New Zealand King Salmon looks towards Cook Strait for expansion

Large-scale, long term expansion and submersible pens in the Cook Strait could be a possibility. 

“The water quality is excellent, it’s cold and it’s deep,” Rosewarne said talking to the NZ online publication Stuff.

The CEO has been vocal in his company’s ambitions to moor huge underwater pens in Cook Strait.

The Nelson-based company is looking into submersible technology like those being developed in Norway such as the Ocean Farm concept from Salmar.

New Zealand King Salmon chief executive Grant Rosewarne. PIC New Zealand King Salmon

“We’d have to put a pen out there and see how it stood up against the currents and the weather but if you go down 15 or 20 metres, it’s calm.”

READ MORE: New Zealand King Salmon CEO: “We believe that aquaculture is literally going to save the world

“They’re massive pens, like a skyscraper underwater,” Rosewarne said. Rosewarne added that there was potential to place up to 100 pens in the Strait, each holding 1000 tonnes of king salmon.

“In the last financial year, NZKS had total revenues of $136m.
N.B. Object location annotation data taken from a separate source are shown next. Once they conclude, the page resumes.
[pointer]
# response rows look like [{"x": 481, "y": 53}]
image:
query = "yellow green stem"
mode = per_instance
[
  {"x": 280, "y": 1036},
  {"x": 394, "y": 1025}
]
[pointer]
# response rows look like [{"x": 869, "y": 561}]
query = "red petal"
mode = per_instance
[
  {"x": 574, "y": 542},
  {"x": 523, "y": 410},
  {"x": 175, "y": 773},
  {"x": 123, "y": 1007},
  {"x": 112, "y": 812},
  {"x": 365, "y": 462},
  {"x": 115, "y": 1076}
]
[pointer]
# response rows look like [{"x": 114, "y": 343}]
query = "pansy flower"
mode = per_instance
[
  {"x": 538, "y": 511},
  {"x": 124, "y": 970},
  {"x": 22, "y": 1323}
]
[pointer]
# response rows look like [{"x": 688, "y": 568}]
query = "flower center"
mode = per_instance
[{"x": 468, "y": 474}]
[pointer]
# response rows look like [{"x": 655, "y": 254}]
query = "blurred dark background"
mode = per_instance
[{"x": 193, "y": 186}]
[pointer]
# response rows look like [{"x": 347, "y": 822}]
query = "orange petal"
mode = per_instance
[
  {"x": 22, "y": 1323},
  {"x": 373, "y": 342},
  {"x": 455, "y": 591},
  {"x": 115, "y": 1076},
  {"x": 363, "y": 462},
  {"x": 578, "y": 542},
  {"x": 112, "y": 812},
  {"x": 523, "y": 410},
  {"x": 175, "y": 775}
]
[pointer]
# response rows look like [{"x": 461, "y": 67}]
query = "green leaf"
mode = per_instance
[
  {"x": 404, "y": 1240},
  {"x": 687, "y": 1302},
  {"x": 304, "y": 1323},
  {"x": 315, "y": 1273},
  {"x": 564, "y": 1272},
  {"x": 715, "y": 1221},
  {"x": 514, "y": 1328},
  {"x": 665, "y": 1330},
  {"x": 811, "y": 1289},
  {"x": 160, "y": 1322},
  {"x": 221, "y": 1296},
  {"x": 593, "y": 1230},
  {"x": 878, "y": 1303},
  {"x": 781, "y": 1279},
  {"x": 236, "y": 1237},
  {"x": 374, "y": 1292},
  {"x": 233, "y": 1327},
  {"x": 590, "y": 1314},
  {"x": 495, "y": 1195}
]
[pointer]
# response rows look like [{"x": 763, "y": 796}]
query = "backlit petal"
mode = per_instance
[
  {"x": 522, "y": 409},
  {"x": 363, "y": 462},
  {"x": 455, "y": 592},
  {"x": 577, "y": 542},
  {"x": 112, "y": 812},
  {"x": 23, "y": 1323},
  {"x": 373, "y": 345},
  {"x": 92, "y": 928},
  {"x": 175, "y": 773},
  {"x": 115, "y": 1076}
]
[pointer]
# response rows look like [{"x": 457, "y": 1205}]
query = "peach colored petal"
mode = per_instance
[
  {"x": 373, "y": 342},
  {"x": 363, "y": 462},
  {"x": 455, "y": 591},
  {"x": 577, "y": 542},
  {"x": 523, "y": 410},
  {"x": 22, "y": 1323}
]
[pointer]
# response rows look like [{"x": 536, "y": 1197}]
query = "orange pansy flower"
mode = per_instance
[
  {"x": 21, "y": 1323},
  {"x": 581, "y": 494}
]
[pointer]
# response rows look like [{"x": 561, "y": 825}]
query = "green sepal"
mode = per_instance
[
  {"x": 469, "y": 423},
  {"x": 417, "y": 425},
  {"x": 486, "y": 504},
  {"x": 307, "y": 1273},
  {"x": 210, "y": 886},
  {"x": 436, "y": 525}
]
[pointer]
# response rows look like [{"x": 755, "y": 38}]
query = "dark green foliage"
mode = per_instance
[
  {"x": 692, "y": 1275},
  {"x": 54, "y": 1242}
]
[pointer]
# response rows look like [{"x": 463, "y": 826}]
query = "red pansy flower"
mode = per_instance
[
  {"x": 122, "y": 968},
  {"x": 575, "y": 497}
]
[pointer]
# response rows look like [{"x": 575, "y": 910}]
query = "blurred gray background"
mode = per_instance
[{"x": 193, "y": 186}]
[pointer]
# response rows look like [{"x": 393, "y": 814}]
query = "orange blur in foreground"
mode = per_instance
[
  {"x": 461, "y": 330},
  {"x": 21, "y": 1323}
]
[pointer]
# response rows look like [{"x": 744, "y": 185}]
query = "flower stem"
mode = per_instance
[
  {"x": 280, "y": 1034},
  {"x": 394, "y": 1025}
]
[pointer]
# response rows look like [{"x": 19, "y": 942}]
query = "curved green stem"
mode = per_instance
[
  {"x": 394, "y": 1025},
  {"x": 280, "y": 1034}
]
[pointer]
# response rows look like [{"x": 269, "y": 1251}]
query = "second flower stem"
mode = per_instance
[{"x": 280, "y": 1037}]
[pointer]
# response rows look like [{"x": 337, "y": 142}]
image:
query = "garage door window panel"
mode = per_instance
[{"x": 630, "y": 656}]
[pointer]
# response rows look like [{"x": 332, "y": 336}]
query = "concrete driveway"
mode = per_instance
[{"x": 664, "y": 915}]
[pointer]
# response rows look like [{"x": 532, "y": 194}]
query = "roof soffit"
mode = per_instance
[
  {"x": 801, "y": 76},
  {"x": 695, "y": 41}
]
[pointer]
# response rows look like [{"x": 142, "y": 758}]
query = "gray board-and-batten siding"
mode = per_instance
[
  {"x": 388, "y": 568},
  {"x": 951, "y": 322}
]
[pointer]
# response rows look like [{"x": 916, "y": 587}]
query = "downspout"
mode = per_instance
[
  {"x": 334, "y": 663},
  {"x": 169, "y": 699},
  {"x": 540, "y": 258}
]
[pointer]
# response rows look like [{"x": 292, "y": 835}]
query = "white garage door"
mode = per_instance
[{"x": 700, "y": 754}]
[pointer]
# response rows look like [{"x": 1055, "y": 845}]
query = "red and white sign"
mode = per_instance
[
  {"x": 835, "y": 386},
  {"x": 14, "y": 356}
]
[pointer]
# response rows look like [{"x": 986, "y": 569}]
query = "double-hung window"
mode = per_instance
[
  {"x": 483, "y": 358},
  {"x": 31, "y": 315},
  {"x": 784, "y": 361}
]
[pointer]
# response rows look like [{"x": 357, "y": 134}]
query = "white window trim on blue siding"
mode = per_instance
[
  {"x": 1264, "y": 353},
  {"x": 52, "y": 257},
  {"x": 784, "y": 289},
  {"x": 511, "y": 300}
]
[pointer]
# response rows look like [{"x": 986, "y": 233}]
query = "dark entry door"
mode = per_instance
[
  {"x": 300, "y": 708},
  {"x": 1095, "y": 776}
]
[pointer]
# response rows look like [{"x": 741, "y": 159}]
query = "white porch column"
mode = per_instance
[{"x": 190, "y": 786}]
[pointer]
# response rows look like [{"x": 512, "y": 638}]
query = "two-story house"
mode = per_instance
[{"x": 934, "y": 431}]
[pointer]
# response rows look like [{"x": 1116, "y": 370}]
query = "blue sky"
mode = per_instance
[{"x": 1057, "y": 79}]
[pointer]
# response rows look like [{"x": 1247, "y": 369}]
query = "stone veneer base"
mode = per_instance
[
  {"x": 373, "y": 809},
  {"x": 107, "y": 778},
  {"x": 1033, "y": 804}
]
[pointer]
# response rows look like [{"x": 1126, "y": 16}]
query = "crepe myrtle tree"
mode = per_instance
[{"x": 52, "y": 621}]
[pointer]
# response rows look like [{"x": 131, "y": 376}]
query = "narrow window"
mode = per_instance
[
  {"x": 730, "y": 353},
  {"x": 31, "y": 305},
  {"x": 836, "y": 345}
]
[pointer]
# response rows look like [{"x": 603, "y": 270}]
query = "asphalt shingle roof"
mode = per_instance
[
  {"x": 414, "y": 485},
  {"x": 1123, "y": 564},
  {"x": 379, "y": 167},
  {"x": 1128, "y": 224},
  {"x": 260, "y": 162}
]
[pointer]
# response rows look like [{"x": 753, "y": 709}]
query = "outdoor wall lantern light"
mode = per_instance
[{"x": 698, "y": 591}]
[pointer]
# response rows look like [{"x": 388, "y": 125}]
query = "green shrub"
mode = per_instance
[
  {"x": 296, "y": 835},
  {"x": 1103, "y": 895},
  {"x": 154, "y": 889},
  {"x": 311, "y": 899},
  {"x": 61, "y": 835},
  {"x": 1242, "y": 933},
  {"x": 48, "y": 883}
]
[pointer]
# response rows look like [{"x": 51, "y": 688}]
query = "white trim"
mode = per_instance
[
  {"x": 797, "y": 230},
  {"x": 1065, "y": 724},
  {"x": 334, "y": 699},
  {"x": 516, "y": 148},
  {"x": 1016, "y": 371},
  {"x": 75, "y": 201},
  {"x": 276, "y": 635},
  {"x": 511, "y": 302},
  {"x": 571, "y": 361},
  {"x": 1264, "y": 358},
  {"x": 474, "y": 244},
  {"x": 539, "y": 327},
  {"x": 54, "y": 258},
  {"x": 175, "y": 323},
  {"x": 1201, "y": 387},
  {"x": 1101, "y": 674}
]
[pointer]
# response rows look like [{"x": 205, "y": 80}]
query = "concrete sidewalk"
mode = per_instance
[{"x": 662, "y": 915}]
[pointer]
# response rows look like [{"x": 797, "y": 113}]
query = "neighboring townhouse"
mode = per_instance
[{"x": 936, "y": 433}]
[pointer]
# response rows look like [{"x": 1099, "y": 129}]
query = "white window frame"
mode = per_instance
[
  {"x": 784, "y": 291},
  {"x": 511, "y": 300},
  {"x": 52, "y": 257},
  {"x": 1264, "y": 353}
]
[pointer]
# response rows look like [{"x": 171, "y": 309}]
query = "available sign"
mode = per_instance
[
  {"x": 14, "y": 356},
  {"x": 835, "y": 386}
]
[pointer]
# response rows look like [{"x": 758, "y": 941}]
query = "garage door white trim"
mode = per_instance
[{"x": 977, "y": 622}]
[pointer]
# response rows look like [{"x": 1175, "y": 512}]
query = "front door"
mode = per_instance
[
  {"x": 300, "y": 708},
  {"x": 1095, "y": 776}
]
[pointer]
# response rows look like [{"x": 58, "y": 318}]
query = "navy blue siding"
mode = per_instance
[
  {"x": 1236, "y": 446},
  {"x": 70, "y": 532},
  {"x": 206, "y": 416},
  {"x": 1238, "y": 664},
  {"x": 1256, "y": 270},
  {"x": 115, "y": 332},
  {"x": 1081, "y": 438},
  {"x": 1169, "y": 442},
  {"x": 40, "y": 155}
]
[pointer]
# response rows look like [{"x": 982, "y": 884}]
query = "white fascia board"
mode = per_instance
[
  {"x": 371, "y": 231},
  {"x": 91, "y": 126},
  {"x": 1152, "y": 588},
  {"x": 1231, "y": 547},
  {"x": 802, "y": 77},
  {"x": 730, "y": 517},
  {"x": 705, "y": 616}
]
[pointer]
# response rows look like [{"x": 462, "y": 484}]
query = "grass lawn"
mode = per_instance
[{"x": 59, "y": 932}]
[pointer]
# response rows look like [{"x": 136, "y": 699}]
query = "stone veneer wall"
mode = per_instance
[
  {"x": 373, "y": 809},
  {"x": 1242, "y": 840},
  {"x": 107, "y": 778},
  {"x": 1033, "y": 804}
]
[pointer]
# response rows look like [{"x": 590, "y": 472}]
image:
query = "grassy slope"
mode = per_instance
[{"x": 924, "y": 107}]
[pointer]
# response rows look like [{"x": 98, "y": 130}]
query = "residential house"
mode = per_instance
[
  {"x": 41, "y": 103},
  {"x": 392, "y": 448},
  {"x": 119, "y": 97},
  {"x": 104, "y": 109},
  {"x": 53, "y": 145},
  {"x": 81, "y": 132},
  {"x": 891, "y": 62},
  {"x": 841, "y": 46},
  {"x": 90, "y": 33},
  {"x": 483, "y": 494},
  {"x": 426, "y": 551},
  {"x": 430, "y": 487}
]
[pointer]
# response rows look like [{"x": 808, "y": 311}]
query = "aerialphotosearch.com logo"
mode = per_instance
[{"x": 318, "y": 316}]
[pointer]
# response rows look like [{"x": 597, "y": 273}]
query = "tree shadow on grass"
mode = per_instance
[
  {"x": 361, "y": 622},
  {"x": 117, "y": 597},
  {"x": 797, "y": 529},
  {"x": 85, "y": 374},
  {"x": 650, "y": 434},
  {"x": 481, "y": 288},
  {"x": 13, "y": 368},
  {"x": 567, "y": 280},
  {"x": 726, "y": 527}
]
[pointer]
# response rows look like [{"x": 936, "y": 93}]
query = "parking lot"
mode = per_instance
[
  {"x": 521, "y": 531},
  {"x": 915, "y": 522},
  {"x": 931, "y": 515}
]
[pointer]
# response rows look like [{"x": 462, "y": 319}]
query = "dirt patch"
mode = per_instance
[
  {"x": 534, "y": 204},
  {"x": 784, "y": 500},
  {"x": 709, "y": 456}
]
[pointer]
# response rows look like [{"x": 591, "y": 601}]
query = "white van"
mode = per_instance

With 100 pens moored in Cook Strait, that could lift to $2.5b” Rosewarne said.

“You’d be looking at about 80ha on the surface for that revenue so there’s a very real real possibility it could become New Zealand’s biggest industry,” he said.

NZKS produces around 8000t – ie 50 percent of the world’s King salmon supply – per year each year from nine sites covering 17 surface hectares in the Marlborough Sounds In the last financial year, the company had total revenues of $136 million.